Introducing PathQuery, Google's Graph Query Language

Introducing PathQuery, Google's Graph Query Language

We introduce PathQuery, a graph query language developed to scale with Google's query and data volumes as well as its internal developer community. PathQuery supports flexible and declarative semantics. We have found that this enables query developers to think in a naturally "graphy" design space and to avoid the additional cognitive effort of coordinating numerous joins and subqueries often required to express an equivalent query in a relational space. Despite its traversal-oriented syntactic style, PathQuery has a foundation on a custom variant of relational algebra -- the exposition of which we presently defer -- allowing for the application of both common and novel optimizations. We believe that PathQuery has withstood a "test of time" at Google, under both large scale and low latency requirements. We thus share herein a language design that admits a rigorous declarative semantics, has scaled well in practice, and provides a natural syntax for graph traversals while also admitting complex graph patterns.
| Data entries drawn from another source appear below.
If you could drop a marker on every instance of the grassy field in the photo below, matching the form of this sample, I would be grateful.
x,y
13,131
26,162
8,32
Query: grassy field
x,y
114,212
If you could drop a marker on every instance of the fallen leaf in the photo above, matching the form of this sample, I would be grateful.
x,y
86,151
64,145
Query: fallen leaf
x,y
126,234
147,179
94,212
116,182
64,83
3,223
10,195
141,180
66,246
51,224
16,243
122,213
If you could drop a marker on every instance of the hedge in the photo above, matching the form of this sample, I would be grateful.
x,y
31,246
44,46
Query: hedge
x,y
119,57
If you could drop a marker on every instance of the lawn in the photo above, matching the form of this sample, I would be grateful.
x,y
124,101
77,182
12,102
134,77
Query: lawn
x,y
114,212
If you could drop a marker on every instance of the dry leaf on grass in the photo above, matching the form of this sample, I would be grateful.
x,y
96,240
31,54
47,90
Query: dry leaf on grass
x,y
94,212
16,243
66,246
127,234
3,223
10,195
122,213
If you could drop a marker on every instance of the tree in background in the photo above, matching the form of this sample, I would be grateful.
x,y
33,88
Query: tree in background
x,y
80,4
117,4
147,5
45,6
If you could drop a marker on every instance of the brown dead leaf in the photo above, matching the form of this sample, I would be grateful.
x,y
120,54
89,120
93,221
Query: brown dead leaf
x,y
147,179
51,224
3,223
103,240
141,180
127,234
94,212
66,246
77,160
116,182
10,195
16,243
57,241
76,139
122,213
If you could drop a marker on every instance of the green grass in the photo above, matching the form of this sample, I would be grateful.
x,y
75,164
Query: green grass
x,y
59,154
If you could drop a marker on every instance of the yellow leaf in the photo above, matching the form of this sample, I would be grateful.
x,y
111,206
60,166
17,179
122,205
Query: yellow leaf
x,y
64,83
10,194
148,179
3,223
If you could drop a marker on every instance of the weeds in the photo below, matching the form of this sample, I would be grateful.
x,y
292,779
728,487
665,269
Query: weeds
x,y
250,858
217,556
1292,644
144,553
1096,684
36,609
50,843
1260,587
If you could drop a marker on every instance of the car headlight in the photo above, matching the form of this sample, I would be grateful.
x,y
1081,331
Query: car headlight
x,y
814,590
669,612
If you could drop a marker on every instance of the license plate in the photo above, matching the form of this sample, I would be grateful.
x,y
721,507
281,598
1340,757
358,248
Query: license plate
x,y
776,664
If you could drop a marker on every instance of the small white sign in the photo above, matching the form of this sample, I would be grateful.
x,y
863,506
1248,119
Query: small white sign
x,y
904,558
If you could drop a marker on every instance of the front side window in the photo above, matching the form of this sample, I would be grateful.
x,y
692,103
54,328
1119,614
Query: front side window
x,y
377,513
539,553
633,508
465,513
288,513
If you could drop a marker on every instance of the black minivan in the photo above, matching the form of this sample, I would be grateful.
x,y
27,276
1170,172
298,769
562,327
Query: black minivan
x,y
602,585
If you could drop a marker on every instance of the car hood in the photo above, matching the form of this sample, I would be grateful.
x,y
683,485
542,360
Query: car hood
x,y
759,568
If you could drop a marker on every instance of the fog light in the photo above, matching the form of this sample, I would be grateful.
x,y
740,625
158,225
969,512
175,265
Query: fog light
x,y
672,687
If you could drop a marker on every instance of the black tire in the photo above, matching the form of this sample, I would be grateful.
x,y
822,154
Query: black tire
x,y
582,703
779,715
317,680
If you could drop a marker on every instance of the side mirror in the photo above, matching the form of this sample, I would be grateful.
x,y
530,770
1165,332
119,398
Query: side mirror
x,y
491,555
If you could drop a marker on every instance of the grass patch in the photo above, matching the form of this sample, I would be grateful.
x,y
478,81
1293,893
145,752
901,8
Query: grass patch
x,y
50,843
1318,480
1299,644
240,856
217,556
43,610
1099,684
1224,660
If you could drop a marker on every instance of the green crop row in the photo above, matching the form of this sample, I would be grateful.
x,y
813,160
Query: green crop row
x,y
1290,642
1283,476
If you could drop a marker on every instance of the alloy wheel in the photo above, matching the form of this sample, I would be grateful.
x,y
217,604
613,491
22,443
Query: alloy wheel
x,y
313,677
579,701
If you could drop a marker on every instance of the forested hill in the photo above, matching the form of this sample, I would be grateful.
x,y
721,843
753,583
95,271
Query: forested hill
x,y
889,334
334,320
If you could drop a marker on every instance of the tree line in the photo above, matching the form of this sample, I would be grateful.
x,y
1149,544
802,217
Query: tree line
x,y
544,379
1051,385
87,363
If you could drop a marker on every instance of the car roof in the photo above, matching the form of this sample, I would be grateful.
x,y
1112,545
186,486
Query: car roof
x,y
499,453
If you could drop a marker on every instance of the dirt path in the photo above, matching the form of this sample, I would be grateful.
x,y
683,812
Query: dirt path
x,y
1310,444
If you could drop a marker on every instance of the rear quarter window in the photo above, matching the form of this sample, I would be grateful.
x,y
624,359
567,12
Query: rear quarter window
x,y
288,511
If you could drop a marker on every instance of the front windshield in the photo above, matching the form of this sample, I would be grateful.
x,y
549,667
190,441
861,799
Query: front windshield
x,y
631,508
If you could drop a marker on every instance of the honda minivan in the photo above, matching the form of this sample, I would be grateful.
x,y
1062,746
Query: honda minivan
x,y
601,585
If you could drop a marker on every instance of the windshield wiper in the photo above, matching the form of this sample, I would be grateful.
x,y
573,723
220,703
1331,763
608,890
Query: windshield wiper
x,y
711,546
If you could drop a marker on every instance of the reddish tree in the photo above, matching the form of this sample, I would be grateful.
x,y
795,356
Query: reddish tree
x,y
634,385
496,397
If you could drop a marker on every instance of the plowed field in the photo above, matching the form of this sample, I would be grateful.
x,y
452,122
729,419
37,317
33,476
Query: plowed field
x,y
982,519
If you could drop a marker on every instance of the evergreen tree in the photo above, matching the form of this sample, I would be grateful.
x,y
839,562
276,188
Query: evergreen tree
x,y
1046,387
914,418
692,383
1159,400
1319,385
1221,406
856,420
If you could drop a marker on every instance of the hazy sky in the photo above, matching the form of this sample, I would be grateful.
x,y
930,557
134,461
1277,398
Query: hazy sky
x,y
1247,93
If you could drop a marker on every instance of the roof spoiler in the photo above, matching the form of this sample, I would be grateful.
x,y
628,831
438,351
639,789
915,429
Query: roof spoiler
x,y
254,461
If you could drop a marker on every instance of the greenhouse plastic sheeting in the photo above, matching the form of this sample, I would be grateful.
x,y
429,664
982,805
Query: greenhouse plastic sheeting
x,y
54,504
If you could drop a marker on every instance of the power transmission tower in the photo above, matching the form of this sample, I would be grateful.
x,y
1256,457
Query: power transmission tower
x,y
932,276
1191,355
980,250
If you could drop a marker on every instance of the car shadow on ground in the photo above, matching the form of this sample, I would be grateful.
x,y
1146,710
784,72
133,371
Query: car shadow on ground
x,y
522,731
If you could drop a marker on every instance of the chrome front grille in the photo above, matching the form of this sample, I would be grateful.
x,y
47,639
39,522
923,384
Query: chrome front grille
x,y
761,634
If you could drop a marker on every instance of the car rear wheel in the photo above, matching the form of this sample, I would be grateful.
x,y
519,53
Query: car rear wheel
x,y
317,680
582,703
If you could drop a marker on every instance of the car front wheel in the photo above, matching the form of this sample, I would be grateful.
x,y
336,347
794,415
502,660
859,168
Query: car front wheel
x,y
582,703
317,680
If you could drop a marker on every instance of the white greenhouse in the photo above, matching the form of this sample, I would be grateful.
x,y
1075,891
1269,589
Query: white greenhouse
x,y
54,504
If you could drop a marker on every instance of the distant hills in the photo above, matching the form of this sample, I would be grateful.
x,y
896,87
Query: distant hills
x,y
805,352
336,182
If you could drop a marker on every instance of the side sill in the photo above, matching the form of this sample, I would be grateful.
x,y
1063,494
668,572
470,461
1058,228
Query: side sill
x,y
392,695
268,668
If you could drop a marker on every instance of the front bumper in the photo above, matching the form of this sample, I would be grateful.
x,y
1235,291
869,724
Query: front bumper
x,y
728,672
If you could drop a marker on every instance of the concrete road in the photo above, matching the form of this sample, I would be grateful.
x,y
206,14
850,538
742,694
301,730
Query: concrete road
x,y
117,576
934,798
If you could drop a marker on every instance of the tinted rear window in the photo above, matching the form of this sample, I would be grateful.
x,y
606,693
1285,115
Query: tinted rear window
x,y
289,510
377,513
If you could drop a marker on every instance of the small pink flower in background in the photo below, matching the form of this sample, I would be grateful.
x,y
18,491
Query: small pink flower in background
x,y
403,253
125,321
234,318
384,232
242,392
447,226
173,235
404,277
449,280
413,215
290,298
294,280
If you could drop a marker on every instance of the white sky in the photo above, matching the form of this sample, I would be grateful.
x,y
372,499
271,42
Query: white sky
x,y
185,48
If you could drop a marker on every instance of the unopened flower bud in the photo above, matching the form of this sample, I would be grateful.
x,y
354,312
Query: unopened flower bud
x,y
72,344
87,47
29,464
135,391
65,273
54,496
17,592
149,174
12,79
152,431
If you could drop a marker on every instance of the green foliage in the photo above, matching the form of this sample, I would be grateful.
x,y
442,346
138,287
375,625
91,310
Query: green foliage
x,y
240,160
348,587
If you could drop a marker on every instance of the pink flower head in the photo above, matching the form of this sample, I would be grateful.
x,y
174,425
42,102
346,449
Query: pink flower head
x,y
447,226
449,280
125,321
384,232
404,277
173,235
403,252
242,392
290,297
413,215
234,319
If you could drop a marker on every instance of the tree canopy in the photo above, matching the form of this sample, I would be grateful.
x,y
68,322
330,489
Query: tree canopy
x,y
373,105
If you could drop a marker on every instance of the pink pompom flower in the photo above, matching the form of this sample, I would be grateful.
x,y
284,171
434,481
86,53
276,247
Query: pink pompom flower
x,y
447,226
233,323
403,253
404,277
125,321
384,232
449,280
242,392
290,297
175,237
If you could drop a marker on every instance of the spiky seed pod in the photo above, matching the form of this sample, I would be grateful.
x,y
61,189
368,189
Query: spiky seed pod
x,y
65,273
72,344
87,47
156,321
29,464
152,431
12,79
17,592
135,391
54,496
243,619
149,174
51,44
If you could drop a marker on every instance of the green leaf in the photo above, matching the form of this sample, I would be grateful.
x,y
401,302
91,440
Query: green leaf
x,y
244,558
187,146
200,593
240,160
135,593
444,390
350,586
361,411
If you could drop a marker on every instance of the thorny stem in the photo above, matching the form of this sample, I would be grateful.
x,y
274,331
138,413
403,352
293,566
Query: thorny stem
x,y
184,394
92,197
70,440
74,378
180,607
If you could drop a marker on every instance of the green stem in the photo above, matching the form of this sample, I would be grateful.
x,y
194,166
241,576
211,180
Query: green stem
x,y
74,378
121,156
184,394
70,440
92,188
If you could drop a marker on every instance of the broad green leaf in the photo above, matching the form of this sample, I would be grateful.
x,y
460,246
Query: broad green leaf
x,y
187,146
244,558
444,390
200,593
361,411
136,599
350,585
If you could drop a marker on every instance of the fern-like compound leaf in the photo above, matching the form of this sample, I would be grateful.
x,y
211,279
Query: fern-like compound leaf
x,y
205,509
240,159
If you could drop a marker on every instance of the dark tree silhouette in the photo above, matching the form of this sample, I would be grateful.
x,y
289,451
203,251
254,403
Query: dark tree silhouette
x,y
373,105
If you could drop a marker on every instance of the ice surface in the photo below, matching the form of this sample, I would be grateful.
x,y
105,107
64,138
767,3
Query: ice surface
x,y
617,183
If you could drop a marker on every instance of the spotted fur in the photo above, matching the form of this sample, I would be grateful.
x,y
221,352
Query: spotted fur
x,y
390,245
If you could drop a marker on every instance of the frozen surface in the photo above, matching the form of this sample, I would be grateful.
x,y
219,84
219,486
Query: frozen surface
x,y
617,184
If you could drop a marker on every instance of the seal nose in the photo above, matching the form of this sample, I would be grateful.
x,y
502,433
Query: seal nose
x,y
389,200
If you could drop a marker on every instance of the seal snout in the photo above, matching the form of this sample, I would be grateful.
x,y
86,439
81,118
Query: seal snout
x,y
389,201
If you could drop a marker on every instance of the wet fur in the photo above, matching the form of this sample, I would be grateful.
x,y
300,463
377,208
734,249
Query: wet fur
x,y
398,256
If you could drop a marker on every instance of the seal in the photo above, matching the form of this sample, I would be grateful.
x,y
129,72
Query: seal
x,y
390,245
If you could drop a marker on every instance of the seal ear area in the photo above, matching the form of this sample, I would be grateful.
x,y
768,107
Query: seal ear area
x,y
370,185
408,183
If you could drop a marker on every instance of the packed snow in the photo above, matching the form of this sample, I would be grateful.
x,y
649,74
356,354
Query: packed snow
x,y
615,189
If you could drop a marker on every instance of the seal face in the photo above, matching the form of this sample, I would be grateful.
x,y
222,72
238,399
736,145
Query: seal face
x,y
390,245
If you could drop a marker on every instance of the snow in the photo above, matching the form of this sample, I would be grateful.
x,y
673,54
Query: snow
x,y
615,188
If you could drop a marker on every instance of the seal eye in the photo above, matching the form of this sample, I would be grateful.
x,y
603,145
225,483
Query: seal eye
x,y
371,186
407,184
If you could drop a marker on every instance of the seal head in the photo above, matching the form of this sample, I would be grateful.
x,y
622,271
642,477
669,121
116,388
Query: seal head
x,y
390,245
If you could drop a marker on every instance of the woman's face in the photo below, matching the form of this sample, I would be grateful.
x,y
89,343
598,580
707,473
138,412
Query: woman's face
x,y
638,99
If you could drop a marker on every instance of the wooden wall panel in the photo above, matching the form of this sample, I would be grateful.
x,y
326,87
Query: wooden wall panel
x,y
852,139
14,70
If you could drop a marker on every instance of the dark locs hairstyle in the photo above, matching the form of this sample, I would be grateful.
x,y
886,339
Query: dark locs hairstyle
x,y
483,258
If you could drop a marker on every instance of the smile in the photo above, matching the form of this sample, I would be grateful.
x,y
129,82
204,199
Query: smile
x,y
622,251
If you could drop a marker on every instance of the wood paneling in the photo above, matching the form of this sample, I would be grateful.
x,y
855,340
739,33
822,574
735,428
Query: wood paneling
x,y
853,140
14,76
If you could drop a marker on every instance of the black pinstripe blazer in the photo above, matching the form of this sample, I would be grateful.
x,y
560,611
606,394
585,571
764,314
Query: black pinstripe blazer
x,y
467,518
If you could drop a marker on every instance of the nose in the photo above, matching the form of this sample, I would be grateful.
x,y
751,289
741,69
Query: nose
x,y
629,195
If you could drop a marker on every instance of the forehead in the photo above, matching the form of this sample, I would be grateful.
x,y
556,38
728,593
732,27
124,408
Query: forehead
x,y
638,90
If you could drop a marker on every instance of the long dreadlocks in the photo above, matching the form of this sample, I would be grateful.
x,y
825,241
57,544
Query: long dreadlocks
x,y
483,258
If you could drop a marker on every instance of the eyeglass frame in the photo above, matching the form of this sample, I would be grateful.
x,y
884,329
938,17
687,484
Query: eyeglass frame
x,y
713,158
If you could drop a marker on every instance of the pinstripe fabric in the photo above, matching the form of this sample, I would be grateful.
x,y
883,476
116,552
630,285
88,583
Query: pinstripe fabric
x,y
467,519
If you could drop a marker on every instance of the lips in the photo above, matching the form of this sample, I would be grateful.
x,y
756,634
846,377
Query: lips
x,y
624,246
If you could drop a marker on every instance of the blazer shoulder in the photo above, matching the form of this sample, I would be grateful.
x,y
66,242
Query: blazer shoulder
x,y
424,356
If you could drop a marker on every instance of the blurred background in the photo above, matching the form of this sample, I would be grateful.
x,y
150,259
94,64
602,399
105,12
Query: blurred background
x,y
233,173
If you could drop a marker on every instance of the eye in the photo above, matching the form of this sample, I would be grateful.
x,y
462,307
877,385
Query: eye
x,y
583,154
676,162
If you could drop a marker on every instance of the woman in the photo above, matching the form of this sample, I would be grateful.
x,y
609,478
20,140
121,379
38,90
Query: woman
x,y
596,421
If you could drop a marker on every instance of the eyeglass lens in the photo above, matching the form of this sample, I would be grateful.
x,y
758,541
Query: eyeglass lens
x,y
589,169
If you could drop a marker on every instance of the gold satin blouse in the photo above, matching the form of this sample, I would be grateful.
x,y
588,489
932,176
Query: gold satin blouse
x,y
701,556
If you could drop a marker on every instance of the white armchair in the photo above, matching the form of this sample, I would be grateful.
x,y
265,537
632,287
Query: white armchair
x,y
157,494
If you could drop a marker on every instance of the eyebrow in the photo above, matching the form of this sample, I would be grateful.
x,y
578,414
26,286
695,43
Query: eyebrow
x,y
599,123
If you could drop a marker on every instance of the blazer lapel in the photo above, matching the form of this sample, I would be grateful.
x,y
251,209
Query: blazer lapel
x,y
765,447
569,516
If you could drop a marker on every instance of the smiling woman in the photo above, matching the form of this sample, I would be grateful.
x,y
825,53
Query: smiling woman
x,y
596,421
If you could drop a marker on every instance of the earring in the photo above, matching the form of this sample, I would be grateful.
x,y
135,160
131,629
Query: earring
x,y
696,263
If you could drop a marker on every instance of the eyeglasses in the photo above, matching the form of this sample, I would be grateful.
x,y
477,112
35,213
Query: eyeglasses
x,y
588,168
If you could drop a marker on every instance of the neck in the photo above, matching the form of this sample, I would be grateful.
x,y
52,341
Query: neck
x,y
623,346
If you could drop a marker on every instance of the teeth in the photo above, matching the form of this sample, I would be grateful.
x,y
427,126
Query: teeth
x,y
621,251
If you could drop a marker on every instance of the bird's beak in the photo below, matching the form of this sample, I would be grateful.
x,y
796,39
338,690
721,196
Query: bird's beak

Things that are somewhat interesting to me, from an engineering standpoint:

1. PathQuery has a module/compilation system, enabling re-use of PathQuery modules across projects. (Someone had mentioned that Google has around 40,000 PathQuery modules already, internally...)
2. PathQuery supports native functions so that some query pieces can be evaluated procedurally (peephole optimization)
3. Use of relational algebra to enable a lot of known optimizations, plus future optimizations

Also, from a socio-linguistic perspective, Graph Languages are effectively the new Object-Relational Mapping layer, but they solve an interesting organizational problem of allowing multiple teams to code in different languages, without needing to re-write / re-implement entities and mapping configurations in each language. It's the Old New Thing again...